Affected versions: All
Fixed in: n/a
When running a containerized environment on a VMware system there are a few caveats to be aware of before you start. We've outlined those we've run into below. If you do find anything else or think we should expand on what we have below, please let us know.
Docker Swarm
Overlay networking and NSX
If you are running NSX on your VMware environment you will likely run into issues with Docker's overlay networking. In particular, overlay networking uses UDP port 4789 by default which conflicts with VMware NSX's communication port for VXLAN.

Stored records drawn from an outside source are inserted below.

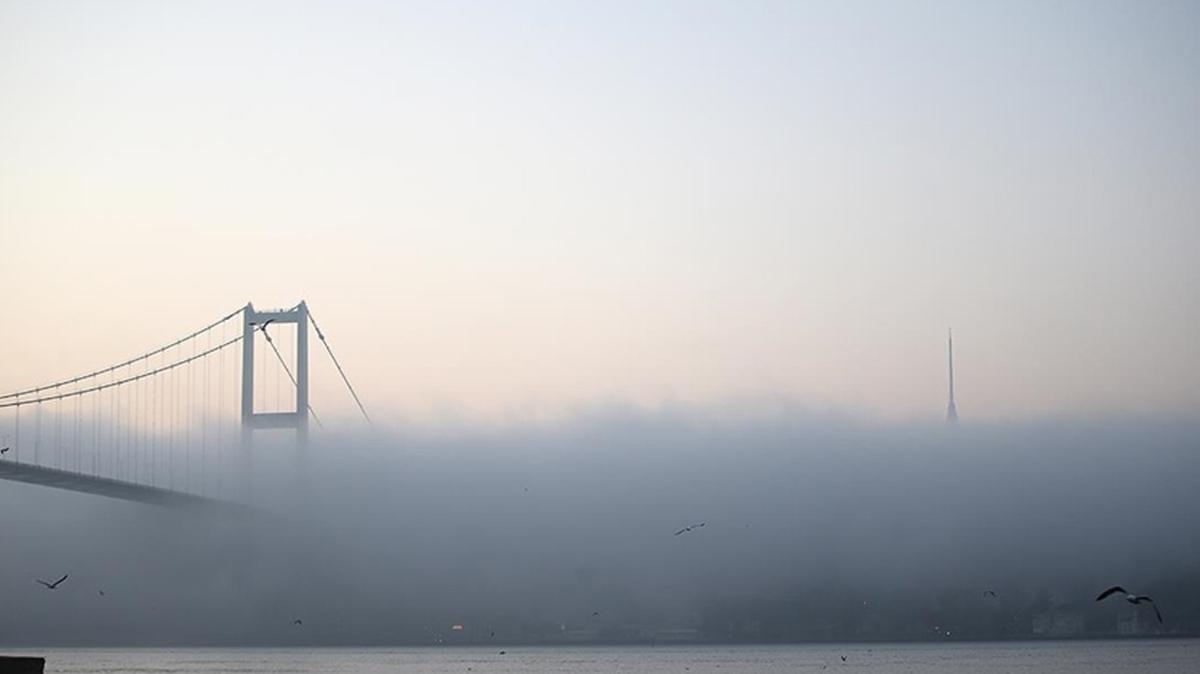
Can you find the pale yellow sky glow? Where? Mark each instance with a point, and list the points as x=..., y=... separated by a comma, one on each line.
x=510, y=210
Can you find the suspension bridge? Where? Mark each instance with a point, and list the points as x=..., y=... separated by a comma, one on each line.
x=173, y=426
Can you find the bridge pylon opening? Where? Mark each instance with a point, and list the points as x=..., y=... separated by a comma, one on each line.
x=251, y=420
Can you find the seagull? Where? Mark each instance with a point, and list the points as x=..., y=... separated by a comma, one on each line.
x=54, y=584
x=1132, y=599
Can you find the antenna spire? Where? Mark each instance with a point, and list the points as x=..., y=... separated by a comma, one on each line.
x=952, y=413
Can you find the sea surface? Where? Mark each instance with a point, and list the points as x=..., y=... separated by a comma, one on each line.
x=1161, y=655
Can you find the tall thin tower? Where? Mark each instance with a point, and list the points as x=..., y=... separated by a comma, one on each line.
x=952, y=413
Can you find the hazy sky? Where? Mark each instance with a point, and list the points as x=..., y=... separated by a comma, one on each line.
x=511, y=209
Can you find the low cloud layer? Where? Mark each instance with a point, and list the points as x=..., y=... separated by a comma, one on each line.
x=531, y=531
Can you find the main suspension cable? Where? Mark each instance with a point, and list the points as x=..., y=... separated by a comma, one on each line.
x=126, y=380
x=340, y=371
x=118, y=366
x=287, y=369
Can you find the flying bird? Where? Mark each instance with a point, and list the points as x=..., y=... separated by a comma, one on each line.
x=1132, y=599
x=54, y=584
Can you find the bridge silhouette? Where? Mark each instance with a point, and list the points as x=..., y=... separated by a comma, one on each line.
x=173, y=426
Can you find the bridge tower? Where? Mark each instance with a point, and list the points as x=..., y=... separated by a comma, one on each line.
x=257, y=320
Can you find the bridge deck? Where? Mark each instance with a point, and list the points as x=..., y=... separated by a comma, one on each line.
x=105, y=486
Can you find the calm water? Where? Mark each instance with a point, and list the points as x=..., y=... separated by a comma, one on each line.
x=1038, y=656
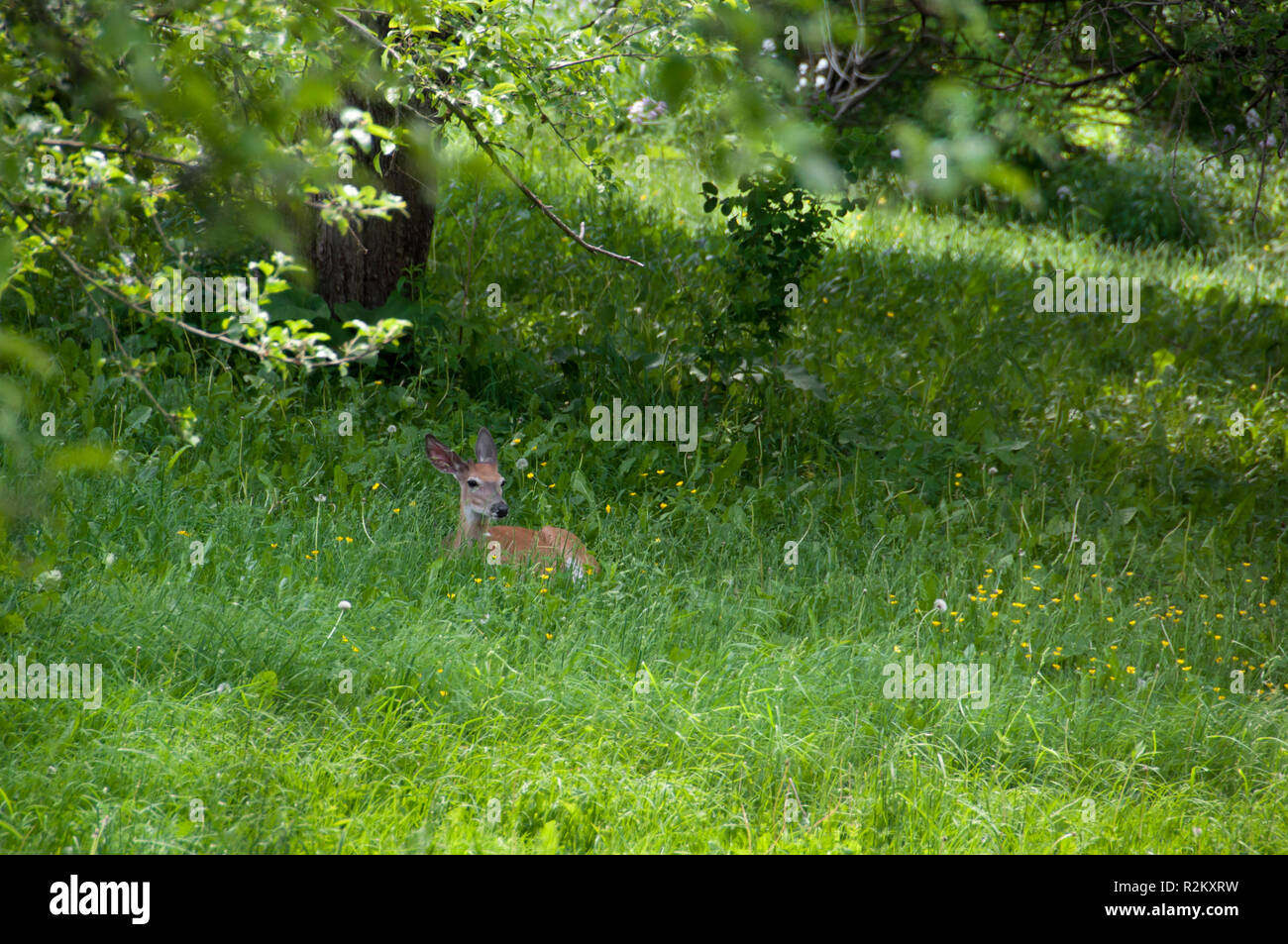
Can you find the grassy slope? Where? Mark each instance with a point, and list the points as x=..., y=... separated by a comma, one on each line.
x=700, y=687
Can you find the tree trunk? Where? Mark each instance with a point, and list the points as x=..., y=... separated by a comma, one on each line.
x=365, y=264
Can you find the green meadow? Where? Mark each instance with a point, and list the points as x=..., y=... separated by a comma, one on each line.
x=1093, y=528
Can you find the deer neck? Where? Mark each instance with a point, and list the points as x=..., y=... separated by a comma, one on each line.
x=472, y=527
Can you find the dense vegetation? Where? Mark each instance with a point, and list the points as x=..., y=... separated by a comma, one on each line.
x=898, y=454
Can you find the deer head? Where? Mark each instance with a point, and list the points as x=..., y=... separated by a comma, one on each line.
x=481, y=481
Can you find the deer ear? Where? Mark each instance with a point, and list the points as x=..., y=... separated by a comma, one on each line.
x=484, y=447
x=442, y=458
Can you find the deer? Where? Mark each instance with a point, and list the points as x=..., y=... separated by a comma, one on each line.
x=482, y=501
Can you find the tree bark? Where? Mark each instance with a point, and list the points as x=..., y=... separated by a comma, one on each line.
x=365, y=265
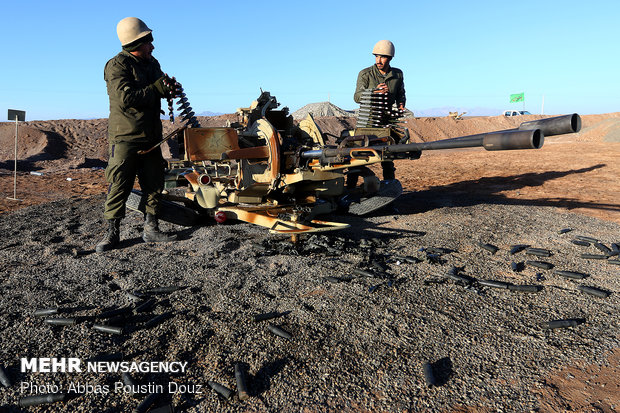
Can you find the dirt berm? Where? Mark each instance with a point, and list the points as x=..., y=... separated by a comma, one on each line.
x=359, y=341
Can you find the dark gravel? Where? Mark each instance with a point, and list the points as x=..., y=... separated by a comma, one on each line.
x=358, y=343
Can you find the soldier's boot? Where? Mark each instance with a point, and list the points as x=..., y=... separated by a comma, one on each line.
x=152, y=233
x=112, y=237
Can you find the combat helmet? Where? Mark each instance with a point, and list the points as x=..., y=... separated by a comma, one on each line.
x=384, y=48
x=131, y=29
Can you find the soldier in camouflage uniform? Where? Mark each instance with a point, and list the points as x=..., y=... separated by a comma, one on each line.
x=135, y=86
x=384, y=79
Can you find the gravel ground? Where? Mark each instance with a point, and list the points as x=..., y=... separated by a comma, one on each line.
x=357, y=345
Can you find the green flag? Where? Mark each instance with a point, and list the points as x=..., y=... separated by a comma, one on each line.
x=517, y=97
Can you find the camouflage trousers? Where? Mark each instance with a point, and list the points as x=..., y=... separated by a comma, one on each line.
x=124, y=165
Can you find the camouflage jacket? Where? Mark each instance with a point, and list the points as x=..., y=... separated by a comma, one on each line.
x=371, y=77
x=135, y=106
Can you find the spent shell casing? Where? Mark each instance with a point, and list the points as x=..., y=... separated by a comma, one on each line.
x=540, y=264
x=4, y=377
x=242, y=388
x=108, y=329
x=60, y=321
x=517, y=248
x=489, y=247
x=364, y=273
x=145, y=404
x=158, y=319
x=589, y=239
x=603, y=248
x=168, y=408
x=267, y=316
x=223, y=391
x=594, y=291
x=494, y=284
x=550, y=325
x=114, y=312
x=571, y=274
x=593, y=256
x=429, y=376
x=146, y=306
x=580, y=242
x=42, y=399
x=165, y=290
x=279, y=332
x=129, y=381
x=539, y=252
x=46, y=311
x=525, y=288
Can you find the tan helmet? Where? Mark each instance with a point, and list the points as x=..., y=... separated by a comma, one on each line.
x=131, y=29
x=384, y=47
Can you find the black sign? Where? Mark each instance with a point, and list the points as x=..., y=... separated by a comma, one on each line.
x=19, y=115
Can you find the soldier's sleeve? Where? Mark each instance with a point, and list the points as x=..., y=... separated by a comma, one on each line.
x=400, y=94
x=121, y=83
x=362, y=83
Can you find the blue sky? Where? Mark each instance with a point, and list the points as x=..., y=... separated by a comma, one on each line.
x=463, y=54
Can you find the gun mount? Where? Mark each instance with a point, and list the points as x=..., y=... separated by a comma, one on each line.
x=268, y=171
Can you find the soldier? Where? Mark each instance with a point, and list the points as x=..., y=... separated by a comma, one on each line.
x=385, y=79
x=135, y=86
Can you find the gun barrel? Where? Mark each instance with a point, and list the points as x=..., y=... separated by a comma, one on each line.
x=558, y=125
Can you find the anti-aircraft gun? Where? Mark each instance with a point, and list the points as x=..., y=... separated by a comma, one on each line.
x=266, y=170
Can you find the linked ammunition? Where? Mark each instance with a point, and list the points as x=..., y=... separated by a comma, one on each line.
x=60, y=321
x=525, y=288
x=146, y=403
x=571, y=274
x=429, y=376
x=4, y=377
x=593, y=256
x=165, y=290
x=242, y=388
x=593, y=291
x=42, y=399
x=540, y=264
x=550, y=325
x=581, y=243
x=223, y=391
x=517, y=248
x=603, y=248
x=588, y=239
x=157, y=320
x=108, y=329
x=46, y=311
x=279, y=332
x=494, y=284
x=489, y=247
x=539, y=252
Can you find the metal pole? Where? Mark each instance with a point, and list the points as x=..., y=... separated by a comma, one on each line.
x=15, y=169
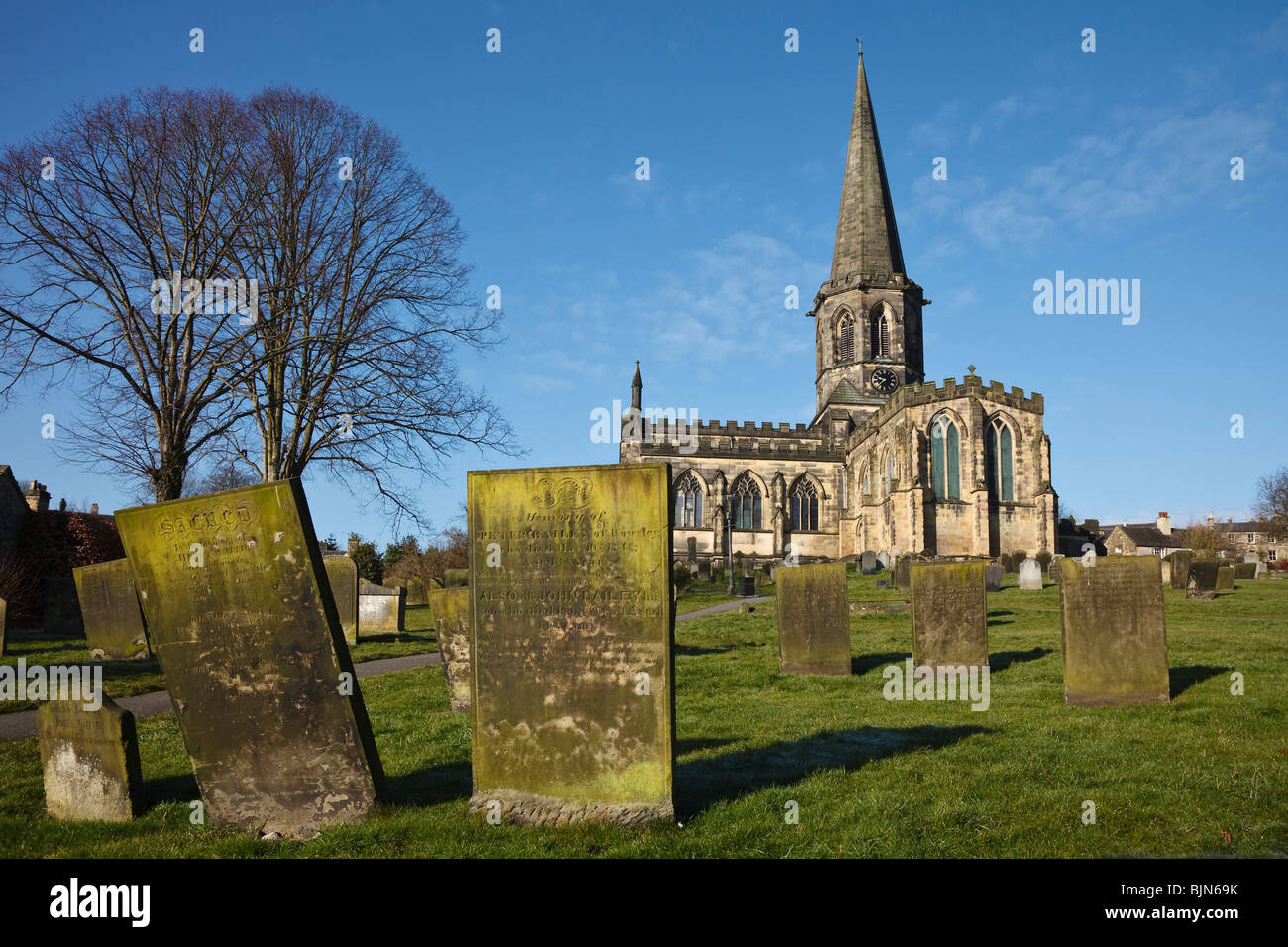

To resolve this, you can change the data path port for your Docker Swarm setup to a different value (for example, 9789):
docker swarm init --data-path-port=9789
Alternatively you can (depending on your setup) reconfigure NSX to use a different VXLAN port. You'll find instructions on how to do this in the VMware documentation.
VMware and Swarm routing
When running Docker Swarm under VMware you may run into issues with communication over the swarm node routing mesh. We have traced this back to UDP packets being dropped by the source node. Disabling checksum offloading appears to resolve this issue.
ethtool -K [network] tx-checksum-ip-generic off
Replace [network] with the name of your network adapter. You will likely need to restart the services on your cluster that communicate with each other (such as the Portainer Agent) for this change to be picked up.
We have seen this issue occur on RedHat-based distributions including CentOS and Photon OS, but also occasionally on Ubuntu so it is worth checking if you are experiencing issues.
Note: Changes made via ethtool only apply until your server is rebooted, at which point they will be lost. If you find this change is required, we recommend adding it to your network startup scripts.
Large packets are being dropped
In certain configurations, packets being sent on overlay networks can be silently dropped, in particular when vmw_conn_notifyd is being used. There is an open issue with VMware discussing the behavior which we are following, and is worth reading for potential workarounds until this is patched.
Fault Tolerance
The "Failed Loading Environment - Unable to find an agent on any Manager Node" error can occur when the VMware "Fault Tolerance" feature is enabled on the virtual machine (VM) of the swarm manager node. This feature can disrupt communication. To resolve the communication issue, follow these steps:
-
Disable the Fault Tolerance feature for the virtual machine.
-
Restart/update the portainer_agent service.
By disabling Fault Tolerance and restarting/updating the portainer_agent service, communication can be restored.